Bug 18500 - Host aliases to match by regular expression
Summary: Host aliases to match by regular expression
Status: RESOLVED FIXED
Alias: None
Product: Tomcat 7
Classification: Unclassified
Component: Catalina (show other bugs)
Version: unspecified
Hardware: Other other
: P3 enhancement with 8 votes (vote)
Target Milestone: ---
Assignee: Tomcat Developers Mailing List
URL:
Keywords:
: 7676 51269 (view as bug list)
Depends on:
Blocks:
 
Reported: 2003-03-30 17:20 UTC by Aaron Hamid
Modified: 2016-08-01 09:54 UTC (History)
6 users (show)



Attachments

Note You need to log in before you can comment on or make changes to this bug.
Description Aaron Hamid 2003-03-30 17:20:09 UTC
I would like hosts to match aliases by regular expression instead of exact 
match.  This can be done trivially with the following patch under 1.4 (or under 
previous VMs by using Jakarta Regexp):

--- StandardEngineMapper.java.bak       2003-03-19 10:18:38.000000000 -0500
+++ StandardEngineMapper.java   2003-03-30 12:13:13.000000000 -0500
@@ -205,7 +205,7 @@
             for (int i = 0; i < children.length; i++) {
                 String aliases[] = ((Host) children[i]).findAliases();
                 for (int j = 0; j < aliases.length; j++) {
-                    if (server.equals(aliases[j])) {
+                    if (server.matches(aliases[j])) {
                         host = (Host) children[i];
                         break;
                     }
Comment 1 Mark Thomas 2010-02-04 12:26:39 UTC
*** Bug 7676 has been marked as a duplicate of this bug. ***
Comment 2 Mark Thomas 2011-03-06 17:35:47 UTC
Whilst this would have been trivial in 4.1.x, the Mapper was re-written and adding regular expression support for aliases is non-trivial in all supported Tomcat versions.

If this is implemented, it will be in 7.0.x or later so updating version.
Comment 3 Mark Thomas 2011-05-26 13:03:57 UTC
*** Bug 51269 has been marked as a duplicate of this bug. ***
Comment 4 Mark Thomas 2011-08-10 18:20:55 UTC
With the re-factoring of the mapper since this was requested it is no longer trivial so edit the title
Comment 5 Christopher Schultz 2011-09-20 21:33:24 UTC
Unfortunately for this enhancement, the Mapper is written to use a relatively high-performance binary search algorithm to find a matching <Host> given all the <Host> and <Alias> definitions (where <Alias>es are basically treated as if they were additional <Host> definitions with shared configuration information).

Such an algorithm can't work with regular expressions because they can't be sorted in any sane way.
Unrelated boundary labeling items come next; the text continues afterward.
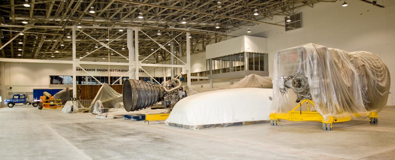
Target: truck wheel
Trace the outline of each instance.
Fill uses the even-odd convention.
[[[8,104],[7,104],[7,105],[8,106],[8,107],[10,108],[12,108],[14,106],[14,103],[12,102],[8,103]]]

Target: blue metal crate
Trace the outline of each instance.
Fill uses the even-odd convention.
[[[124,119],[130,119],[134,121],[144,120],[145,120],[145,115],[124,115]]]

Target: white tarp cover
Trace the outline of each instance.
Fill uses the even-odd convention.
[[[101,108],[123,108],[122,94],[117,92],[107,83],[103,83],[89,106],[90,110],[97,111]],[[96,113],[98,113],[94,112]]]
[[[73,88],[66,87],[53,95],[56,100],[62,100],[62,104],[64,105],[73,96]]]
[[[324,117],[350,117],[360,120],[385,106],[389,72],[376,55],[347,51],[313,43],[278,51],[275,56],[272,113],[284,113],[297,104],[292,89],[281,95],[280,76],[307,78],[315,109]]]
[[[273,89],[246,88],[200,93],[178,102],[166,123],[196,129],[268,120]]]
[[[263,77],[255,74],[251,74],[234,84],[221,87],[214,88],[202,92],[241,88],[271,88],[273,87],[273,84],[272,83],[271,78]]]

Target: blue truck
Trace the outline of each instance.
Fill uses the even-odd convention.
[[[62,90],[62,89],[34,89],[33,90],[33,98],[32,101],[29,101],[29,95],[25,94],[15,94],[12,98],[7,99],[4,101],[4,104],[9,107],[14,107],[16,104],[31,104],[33,107],[38,106],[40,103],[40,96],[43,95],[44,92],[47,92],[52,95]]]

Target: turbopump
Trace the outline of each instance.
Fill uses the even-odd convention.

Thus, a linear search would have to be performed which will degrade performance (along with the execution of all those regular expression matches).

If we're going to do this, I would recommend that we add another layer of abstraction near the insertMap/find/findIgnoreCase mechanism. Something along these lines:

1. The Mapper works exactly as it currently does under "normal" operations.
2. When a Host (or Alias) is added with special markings (say, leading and trailing "/" marks which are easily recognizable and otherwise illegal in a hostname), we switch into "regex mode".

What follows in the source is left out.